Can’t-get-her-act-together single mother, Loretta Sinclair (Alfre Woodard), is browbeaten by her got-her-act-together-with-serenity mom Rosa Lynn (Mary Alice), into leaving the slums of Chicago for a summer with relatives in rural Mississippi. She and her two children encamp with her Uncle Earl (Al Freeman, Jr.), a chicken restaurateur and his rather sentimentalized Alzheimer’s afflicted wife, Annie (the late Esther Rolle, in her last performance). This summer among decent folks takes the hard edges off Loretta, and the gradual unveiling of her family history teaches her newfound self-respect and determination.

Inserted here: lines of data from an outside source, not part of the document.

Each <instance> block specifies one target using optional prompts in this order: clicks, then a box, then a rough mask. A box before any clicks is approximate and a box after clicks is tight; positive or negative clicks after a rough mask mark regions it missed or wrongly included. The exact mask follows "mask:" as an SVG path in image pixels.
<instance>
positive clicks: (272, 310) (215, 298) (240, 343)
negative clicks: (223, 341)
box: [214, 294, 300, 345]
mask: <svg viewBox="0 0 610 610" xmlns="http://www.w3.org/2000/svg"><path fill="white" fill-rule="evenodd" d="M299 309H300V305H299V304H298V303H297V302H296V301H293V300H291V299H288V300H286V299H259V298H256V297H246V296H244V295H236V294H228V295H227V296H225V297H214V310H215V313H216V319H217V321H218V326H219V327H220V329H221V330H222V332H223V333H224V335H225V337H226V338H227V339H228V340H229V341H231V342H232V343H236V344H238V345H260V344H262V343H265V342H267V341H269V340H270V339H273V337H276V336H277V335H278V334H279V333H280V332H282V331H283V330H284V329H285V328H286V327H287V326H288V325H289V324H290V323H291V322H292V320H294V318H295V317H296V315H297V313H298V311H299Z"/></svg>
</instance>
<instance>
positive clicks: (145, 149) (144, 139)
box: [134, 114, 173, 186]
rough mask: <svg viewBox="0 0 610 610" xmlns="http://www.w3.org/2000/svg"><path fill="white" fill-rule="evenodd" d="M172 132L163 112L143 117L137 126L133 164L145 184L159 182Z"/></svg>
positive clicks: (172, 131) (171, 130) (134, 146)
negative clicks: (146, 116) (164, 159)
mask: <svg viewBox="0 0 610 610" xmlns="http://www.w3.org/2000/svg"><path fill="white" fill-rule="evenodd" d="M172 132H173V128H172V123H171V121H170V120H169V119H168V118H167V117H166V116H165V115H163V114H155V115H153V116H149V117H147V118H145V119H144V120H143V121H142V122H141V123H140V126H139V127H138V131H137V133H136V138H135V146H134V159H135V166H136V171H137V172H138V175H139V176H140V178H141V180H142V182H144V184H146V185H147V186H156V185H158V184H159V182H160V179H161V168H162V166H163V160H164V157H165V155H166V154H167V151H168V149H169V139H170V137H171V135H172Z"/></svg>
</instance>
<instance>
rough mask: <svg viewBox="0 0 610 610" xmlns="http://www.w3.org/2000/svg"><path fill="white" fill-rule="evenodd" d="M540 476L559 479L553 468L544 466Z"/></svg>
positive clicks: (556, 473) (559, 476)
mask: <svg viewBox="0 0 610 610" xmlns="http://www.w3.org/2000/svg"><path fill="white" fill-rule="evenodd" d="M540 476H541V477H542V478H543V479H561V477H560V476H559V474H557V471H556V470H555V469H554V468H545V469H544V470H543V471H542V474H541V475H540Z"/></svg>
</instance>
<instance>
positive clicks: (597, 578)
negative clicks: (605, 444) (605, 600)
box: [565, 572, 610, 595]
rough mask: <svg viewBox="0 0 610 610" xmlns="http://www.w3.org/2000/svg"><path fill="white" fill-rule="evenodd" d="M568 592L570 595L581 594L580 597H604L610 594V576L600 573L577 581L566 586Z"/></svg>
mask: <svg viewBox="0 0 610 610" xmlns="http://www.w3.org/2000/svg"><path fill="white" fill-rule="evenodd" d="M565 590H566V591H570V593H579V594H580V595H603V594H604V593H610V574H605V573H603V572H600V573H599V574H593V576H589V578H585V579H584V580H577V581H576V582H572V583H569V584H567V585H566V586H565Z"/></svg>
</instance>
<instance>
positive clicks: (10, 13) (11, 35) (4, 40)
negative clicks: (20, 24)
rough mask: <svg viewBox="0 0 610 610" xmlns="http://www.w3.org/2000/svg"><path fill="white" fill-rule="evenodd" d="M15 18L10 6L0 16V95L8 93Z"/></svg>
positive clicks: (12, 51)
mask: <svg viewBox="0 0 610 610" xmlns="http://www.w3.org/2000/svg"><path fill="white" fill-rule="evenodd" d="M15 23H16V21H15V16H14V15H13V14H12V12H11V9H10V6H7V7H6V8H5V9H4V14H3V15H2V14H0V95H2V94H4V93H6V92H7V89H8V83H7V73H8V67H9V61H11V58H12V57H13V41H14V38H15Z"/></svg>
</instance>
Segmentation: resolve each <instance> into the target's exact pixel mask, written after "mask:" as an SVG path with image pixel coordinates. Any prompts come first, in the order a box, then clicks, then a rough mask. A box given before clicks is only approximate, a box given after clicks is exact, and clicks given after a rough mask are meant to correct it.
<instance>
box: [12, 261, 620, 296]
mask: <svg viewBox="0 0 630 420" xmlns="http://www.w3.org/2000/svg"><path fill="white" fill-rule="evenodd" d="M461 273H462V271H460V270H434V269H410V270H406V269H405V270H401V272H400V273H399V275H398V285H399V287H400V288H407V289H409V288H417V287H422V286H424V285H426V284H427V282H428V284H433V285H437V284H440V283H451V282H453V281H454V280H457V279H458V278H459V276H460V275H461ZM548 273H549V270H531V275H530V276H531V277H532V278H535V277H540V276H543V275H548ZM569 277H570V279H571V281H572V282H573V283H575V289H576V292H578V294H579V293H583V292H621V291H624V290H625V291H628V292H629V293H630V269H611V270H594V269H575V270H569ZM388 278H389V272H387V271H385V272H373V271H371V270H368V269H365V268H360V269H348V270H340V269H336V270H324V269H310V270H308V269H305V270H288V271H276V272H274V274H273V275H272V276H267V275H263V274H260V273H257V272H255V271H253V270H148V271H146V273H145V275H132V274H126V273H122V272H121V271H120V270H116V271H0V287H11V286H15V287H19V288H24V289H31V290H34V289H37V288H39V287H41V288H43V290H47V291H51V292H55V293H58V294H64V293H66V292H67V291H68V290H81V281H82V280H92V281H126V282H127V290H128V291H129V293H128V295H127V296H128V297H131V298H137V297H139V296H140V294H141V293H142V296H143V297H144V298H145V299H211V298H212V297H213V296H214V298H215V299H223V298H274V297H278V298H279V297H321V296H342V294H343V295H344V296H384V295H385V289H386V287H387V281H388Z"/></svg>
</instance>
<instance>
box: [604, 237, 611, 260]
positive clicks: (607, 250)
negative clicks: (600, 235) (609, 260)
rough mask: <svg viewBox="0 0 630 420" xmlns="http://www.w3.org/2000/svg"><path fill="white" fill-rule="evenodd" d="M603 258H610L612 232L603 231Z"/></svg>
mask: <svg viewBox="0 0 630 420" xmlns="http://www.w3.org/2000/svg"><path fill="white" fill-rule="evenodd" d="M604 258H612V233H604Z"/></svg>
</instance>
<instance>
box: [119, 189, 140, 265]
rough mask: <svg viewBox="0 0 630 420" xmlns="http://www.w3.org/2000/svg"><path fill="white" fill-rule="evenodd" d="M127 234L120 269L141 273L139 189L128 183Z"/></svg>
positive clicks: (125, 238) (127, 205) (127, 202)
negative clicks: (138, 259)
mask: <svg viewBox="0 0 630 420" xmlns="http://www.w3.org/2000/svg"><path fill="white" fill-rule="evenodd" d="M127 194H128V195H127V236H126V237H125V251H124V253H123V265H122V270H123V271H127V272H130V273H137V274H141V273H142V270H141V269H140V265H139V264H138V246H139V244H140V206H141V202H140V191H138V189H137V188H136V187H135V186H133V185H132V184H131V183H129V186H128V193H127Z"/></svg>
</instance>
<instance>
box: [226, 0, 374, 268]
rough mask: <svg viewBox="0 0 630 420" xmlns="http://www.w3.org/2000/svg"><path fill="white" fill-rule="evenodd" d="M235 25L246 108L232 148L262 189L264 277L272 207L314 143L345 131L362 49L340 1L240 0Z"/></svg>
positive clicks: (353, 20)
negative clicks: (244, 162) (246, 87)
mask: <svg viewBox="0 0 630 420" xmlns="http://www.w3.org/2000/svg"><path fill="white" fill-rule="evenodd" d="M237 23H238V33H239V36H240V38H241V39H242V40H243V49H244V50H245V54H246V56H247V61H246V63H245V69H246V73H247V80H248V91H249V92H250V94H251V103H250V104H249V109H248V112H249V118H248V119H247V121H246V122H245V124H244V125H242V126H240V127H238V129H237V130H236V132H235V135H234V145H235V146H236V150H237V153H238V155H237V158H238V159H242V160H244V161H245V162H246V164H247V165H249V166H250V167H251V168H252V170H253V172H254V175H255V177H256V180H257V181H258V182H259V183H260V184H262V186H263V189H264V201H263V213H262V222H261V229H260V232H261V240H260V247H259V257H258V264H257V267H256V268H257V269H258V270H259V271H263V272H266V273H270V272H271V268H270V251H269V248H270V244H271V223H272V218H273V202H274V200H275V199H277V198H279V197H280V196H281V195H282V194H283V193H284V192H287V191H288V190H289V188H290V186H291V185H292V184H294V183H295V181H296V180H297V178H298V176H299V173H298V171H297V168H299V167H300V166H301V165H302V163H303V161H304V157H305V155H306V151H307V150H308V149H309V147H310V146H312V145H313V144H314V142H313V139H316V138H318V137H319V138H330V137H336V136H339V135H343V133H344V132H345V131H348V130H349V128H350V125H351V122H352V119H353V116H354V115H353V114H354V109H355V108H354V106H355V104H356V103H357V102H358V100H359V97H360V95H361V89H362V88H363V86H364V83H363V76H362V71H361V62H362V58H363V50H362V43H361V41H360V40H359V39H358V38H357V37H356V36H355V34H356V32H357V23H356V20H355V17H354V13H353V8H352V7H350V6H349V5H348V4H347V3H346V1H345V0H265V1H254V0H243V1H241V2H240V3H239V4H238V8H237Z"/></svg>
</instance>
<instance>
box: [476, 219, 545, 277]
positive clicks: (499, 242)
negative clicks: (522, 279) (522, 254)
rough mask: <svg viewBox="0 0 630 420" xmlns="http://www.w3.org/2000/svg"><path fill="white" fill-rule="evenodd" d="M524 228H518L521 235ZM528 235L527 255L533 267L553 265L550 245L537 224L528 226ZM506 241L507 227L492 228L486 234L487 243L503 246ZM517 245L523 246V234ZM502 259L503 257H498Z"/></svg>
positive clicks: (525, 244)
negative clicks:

The actors give all, but unfortunately, the characters are simple TV archetypes: sassy single moms, wise grandmothers and warmhearted housekeepers. Oddly, the "character" that holds the most intrigue is a silver candelabra named "Nathan." But even the effective point Angelou makes with Nathan lacks a skilled director’s touch. Its secret is explicitly explained several times; a more talented director would have let the audience make the connection.
The larger tale is intriguing, a contemporary reversal of the poor rural black migration to the northern industrial cities that marked the early and mid-twentieth century. The fantasy now says: abandon urban public housing and welfare dependence, and return to one’s roots in a bucolic Mississippi, where birds sing, children frolic, neighbors are kind and fried chicken is abundant. (Really. A critical plot point.) Is this a valid fantasy for today? Times are tough on Chicago’s Southside, but backwater Mississippi isn’t exactly Eden either. Is such a return to the pastoral possible or even ultimately that desirable? Fertile narrative ground for examining tricky, yet valuable, class, socio-economic and historical issues is left untilled.
Now that TV unspools appalling-crime-of-the-week movies and revels in the disintegrating families of The Jerry Springer Show, the slack in heartwarming sentimental family films has been picked up by this studio movie. Down in the Delta is a simple and gently-told story, but it feels dated, like those earnest tackling-a-social-problem "very special presentations the whole family will want to watch" Hallmark Theater movies of the 1970s. Such a film is not unpleasant nor unwelcome (there’s something to be said these days for a positive message movie the whole family can indeed sit through) but it’s not very realistic or provocative.
Rated PG-13 for some shouting. No profanity, nudity or violence.